Higher electricity prices and supportive Federal and State government policies during the past decade have encouraged wind development. At the Federal level, the production-based tax credit established by the Energy Policy Act of 1992 reduces the income subject to taxes for qualified wind developers by 2.2 cents per kilowatt-hour of electricity produced for the first 10 years of operation. The more recent ability to convert the credits to an upfront cash grant helped the wind industry weather the 2008-10 financial crisis. State-specific renewable portfolio standards requiring electricity suppliers to use a certain amount of renewable energy in their supply mix have been another source of support for the emerging wind power industry.

Wind power uses much less water than corn-based ethanol production or unconventional natural gas extraction. Still, wind turbines can impose costs on nearby residents. Turbines can interrupt rural landscapes, harm birds, and create noise. The turning of turbine blades can cause a flickering of light when the blades come between the observer and the sun. During winter, ice can form on the blades and can be thrown a good distance.


Since the early 2000s, ethanol has increased in importance as a source of fuel in the United States, with production increasing from 1.6 billion gallons to 13.9 billion gallons in 2011. The increase came primarily from greater production of corn-based ethanol. By the end of 2011, there were 209 ethanol biorefineries in 29 States, using roughly 5 billion bushels of corn. Growth of the industry stems from high energy prices, State and Federal policies, and gains in economies of scale as the ethanol market has expanded. Most of the increase in production occurred in rural areas where supplies of corn and other feedstock are readily available and users of byproducts (e.g., dry distillers grain) like livestock producers are nearby.

Federal and State policies have supported increased demand for ethanol. The 2005 Energy Policy Act created the Renewable Fuel Standard, which was later revised and now mandates that 15 billion gallons of biofuels be used in gasoline annually by 2015. Other Federal policies supporting the industry include the Reformulated Gasoline Program, the Winter Oxygenated Fuels Program, the Small Ethanol Producer Tax Credit of 10 cents per gallon for plants producing less than or equal to 60 million gallons of ethanol per year, and the 45-cents-per-gallon ethanol blender’s credit. State policies also have supported the industry through producer incentives (grants or preferential tax treatment); retailer/infrastructure incentives for ethanol blends; State use mandates; retail pump label requirements; and State fleet fuel-use requirements.

Similar to natural gas and wind power development, ethanol production has potential environmental costs. One plant can use from 1.5 to 4 gallons of water for each gallon of ethanol, and many local governments require ethanol plants to purchase water rights from other users so that the plants have no net effect on water demand. Plants also discharge wastewater with brine from purifying water or from cleaning salts that accumulate in cooling towers and boilers. The cost of acquiring clean water and disposing of wastewater has encouraged innovation in plant water management, such as using municipal wastewater, supplying discharge water to farmers for crop irrigation, and developing zero-discharge technology.

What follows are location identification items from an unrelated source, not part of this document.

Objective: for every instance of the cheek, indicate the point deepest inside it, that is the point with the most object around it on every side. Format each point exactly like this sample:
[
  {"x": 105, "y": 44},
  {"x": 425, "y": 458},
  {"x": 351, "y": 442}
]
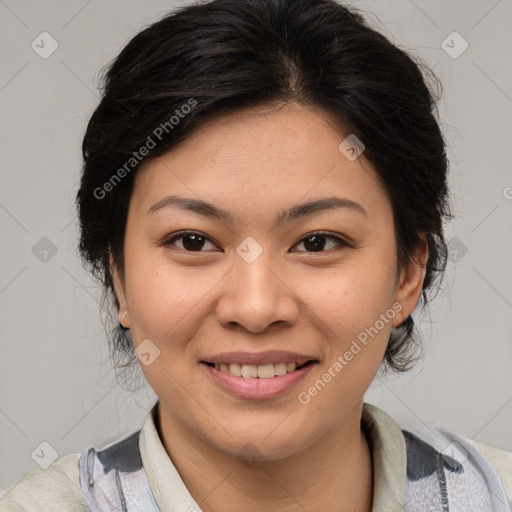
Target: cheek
[{"x": 165, "y": 301}]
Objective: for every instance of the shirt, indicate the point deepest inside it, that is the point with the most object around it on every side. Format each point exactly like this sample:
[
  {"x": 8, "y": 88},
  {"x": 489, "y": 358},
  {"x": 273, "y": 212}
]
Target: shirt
[{"x": 410, "y": 473}]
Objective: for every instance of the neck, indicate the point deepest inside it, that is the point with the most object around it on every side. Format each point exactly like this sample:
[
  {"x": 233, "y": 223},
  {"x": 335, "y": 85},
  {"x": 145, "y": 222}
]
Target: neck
[{"x": 333, "y": 473}]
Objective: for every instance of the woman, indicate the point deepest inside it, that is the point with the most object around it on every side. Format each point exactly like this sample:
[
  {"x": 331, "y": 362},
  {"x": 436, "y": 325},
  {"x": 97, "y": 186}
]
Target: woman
[{"x": 263, "y": 195}]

Possible Future Job Growth Constraints

The estimated contribution of each emerging industry to local employment varies because of the nature of the regional economy where the new industry occurs, differences in the scale of the industry, the intensity of labor use, and the linkages to other sectors in the local economy. In looking only at employment, however, our analysis provides a limited view of how the industries affect life in rural communities. Each industry brings its own challenges for local communities: groundwater concerns with natural gas; disruption of the landscape by wind turbines; and wastewater or water usage from ethanol plants. The net economic benefits to an area may be quite different than what is suggested by the number of jobs created.